Jakarta, CNBC Indonesia - Harga minyak naik karena kekhawatiran pasokan yang dipicu oleh meningkatnya ketegangan geopolitik akibat perang yang sedang berlangsung antara Rusia dan Ukraina.
Berdasarkan data Refinitiv harga minyak mentah dunia acuan Brent tercatat US$73,07 per barel, naik 0,33% dari posisi sebelumnya. Sementara acuan West Texas Intermediate (WTI) naik 0,2% ke US$69,01 per barel.
Pada hari Rabu, Ukraina meluncurkan rudal jelajah Storm Shadow buatan Inggris ke Rusia, menandai penggunaan senjata baru dari Barat setelah sebelumnya meluncurkan rudal ATACMS buatan AS.

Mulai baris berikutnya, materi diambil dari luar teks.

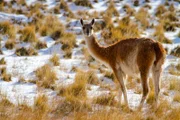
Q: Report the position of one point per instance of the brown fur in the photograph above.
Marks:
(130, 56)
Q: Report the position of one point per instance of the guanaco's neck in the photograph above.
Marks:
(97, 51)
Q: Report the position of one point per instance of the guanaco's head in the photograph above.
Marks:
(87, 28)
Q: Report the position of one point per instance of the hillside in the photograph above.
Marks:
(48, 73)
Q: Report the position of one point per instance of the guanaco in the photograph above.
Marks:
(132, 57)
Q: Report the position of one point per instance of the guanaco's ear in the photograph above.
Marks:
(92, 22)
(81, 21)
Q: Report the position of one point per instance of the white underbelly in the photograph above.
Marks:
(130, 70)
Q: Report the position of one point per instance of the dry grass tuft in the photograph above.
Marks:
(111, 10)
(85, 3)
(25, 51)
(142, 16)
(2, 61)
(174, 84)
(40, 45)
(28, 34)
(54, 28)
(46, 76)
(68, 42)
(7, 28)
(69, 13)
(129, 10)
(55, 60)
(87, 56)
(5, 76)
(41, 103)
(78, 88)
(10, 44)
(176, 97)
(159, 34)
(160, 10)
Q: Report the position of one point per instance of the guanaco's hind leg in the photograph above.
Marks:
(156, 72)
(119, 76)
(144, 81)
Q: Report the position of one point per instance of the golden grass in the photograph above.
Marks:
(174, 71)
(55, 60)
(25, 51)
(87, 55)
(106, 99)
(28, 34)
(46, 76)
(7, 29)
(85, 3)
(174, 84)
(4, 75)
(160, 10)
(41, 103)
(142, 16)
(10, 44)
(129, 10)
(40, 45)
(63, 5)
(54, 28)
(68, 42)
(111, 10)
(136, 3)
(2, 61)
(176, 97)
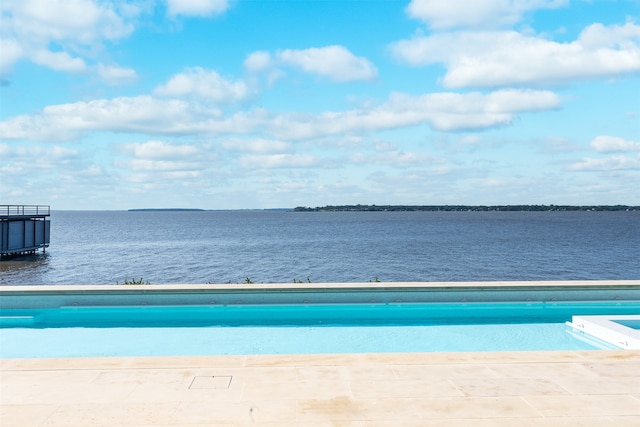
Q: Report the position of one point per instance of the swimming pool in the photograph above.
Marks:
(162, 321)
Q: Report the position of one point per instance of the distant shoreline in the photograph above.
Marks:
(464, 208)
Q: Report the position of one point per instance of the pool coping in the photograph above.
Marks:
(372, 286)
(12, 297)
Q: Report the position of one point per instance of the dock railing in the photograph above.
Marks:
(24, 210)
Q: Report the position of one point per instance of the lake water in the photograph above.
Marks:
(109, 247)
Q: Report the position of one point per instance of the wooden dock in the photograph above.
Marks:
(24, 229)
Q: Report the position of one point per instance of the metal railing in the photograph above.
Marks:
(24, 210)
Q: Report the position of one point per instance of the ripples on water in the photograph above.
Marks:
(279, 246)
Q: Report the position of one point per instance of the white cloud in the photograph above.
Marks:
(440, 14)
(59, 61)
(31, 27)
(11, 53)
(441, 111)
(612, 163)
(153, 150)
(116, 76)
(273, 161)
(161, 165)
(335, 62)
(207, 84)
(258, 145)
(612, 144)
(196, 7)
(145, 114)
(506, 58)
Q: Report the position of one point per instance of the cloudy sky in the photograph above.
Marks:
(220, 104)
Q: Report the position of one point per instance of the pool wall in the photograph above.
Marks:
(17, 297)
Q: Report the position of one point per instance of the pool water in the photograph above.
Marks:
(297, 329)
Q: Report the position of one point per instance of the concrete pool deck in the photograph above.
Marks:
(575, 388)
(545, 388)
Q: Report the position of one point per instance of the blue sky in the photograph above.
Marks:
(221, 104)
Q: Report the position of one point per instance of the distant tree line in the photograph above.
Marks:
(473, 208)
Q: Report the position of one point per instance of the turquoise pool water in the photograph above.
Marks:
(297, 329)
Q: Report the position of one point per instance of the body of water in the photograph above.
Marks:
(109, 247)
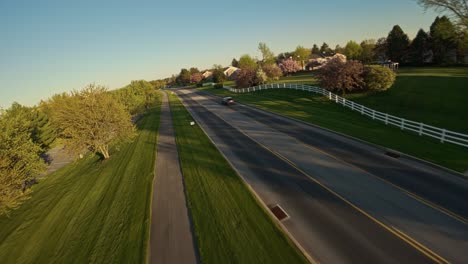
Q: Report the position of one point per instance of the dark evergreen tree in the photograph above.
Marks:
(420, 48)
(397, 45)
(315, 49)
(444, 40)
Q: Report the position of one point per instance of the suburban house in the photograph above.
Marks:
(231, 72)
(207, 75)
(316, 61)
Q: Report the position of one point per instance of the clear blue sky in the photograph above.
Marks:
(47, 47)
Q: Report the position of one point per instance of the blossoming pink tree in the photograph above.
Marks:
(289, 66)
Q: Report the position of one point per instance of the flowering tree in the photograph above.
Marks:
(260, 77)
(289, 66)
(272, 71)
(196, 77)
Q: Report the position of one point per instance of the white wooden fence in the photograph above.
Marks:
(441, 134)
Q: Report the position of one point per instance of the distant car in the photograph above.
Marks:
(227, 101)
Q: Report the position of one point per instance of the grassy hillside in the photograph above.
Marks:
(320, 111)
(432, 95)
(435, 96)
(89, 211)
(230, 226)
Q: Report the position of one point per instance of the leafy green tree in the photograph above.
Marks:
(420, 48)
(268, 57)
(380, 50)
(234, 63)
(218, 74)
(353, 50)
(302, 54)
(194, 70)
(289, 66)
(339, 49)
(158, 84)
(260, 77)
(444, 40)
(342, 76)
(367, 51)
(91, 119)
(315, 49)
(184, 77)
(246, 78)
(378, 78)
(196, 78)
(397, 44)
(462, 47)
(325, 48)
(458, 8)
(247, 62)
(19, 156)
(272, 71)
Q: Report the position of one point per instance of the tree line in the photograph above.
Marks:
(87, 120)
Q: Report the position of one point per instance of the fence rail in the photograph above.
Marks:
(421, 129)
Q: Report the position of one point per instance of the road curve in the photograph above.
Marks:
(431, 229)
(171, 237)
(328, 228)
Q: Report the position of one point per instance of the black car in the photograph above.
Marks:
(227, 101)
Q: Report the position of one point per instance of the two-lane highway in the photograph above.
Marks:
(340, 211)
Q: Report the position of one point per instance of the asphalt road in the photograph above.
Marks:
(171, 237)
(337, 191)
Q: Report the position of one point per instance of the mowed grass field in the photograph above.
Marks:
(318, 110)
(90, 211)
(230, 226)
(435, 96)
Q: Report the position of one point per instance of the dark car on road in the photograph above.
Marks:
(227, 101)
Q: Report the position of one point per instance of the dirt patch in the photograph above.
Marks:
(279, 212)
(392, 154)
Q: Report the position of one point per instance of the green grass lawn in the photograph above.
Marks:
(320, 111)
(89, 211)
(230, 226)
(435, 96)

Moskow menyatakan bahwa penggunaan senjata Barat untuk menyerang wilayah Rusia jauh dari perbatasan merupakan eskalasi besar dalam konflik ini. Kyiv menyatakan bahwa kemampuan ini diperlukan untuk mempertahankan diri dengan menyerang pangkalan belakang Rusia yang digunakan untuk mendukung invasi Moskow, yang minggu ini memasuki hari ke-1.000.
Di sisi lain, stok minyak mentah AS naik sebanyak 545.000 barel menjadi 430,3 juta barel pada pekan yang berakhir 15 November, menurut Administrasi Informasi Energi (EIA). Angka ini lebih tinggi dibandingkan ekspektasi analis dalam survei Reuters yang memperkirakan kenaikan sebesar 138.000 barel.
Inventaris bensin pekan lalu naik lebih tinggi dari perkiraan, sementara stok distilat mencatatkan penurunan yang lebih besar dari yang diharapkan.
Menambah pasokan, perusahaan minyak Norwegia Equinor mengumumkan bahwa kapasitas produksi penuh di ladang minyak Johan Sverdrup di Laut Utara telah pulih setelah pemadaman listrik.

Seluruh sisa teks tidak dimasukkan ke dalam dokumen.